Noi chiediamo una visione manageriale: le città sono come aziende, hanno i bilanci, e noi abbiamo ferite mai sanate come Corso Martiri della Libertà, un piano regolatore non approvato, un piano regolatore portuale non approvato. Gli argomenti non mancano, bisogna capire quali sono le priorità.
L’hub del mediterraneo
Parliamo di priorità allora. Quali sono quelle degli imprenditori etnei?
Per noi Catania, con il porto e l’aeroporto che già adesso fanno numeri da favola, può essere un hub del mediterraneo, soprattutto con i progetti sulle Zone economiche speciali. Si deve passare da un’attenzione primaria per le esigenze delle imprese, di chi investe, soprattutto in momento storico così delicato, in cui tra pandemia, pandemia energetica, problema Ucraina gli imprenditori hanno vissuto come sulle montagne russe.

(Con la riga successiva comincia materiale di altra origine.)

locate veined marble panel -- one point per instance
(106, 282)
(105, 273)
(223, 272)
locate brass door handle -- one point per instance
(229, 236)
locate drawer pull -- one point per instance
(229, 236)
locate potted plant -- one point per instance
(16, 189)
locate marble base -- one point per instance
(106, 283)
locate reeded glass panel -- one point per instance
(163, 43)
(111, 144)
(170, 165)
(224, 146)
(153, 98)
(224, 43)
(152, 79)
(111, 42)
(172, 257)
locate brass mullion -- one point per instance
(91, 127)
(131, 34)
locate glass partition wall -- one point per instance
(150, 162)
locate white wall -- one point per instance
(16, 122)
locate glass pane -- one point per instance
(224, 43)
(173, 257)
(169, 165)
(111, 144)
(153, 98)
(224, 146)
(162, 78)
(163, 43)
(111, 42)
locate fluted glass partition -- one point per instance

Alla nuova amministrazione chiediamo un’attenzione ai valori normali del fare impresa: la madre del problema per noi sono burocrazia e infrastrutture, e se avessimo le stesse infrastrutture di Emilia o Lombardia oggi ci troveremmo in situazione diversa. Parliamo, ovviamente, di infrastrutture che può gestire un sindaco: le strade, l’illuminazione di un’area periferica, un piano regolatore che dia a Catania l’impressione di essere una città che ha una visione.
Catania però proviene da anni molto complicati, dal punto di vista del bilancio.
Per questo penso che la visione deve passare da una assoluta emergenza a una di progettazione. Devono esserci due tavoli: uno per risolvere le emergenze, l’altro che riesca a progettare nell’arco di dieci anni una visione europea per la città. Quei due grossi poli di attrazione che ho citato prima, ST e Enel Green Power, fanno nascere molti investimenti per piccole e medie aziende che poi crescono. Il comparto farmaceutico è anche molto importante, così come anche lo stabilimento Sibeg. In effetti queste aziende non fanno altro che investire, e intorno a esse c’è una struttura di aziende a gestione familiare che sono l’ossatura della nostra economia. Ecco: dobbiamo essere capaci non solo di attrarre ma anche di fare rimanere chi già c’è, e questo viene anche dal dare servizi normali.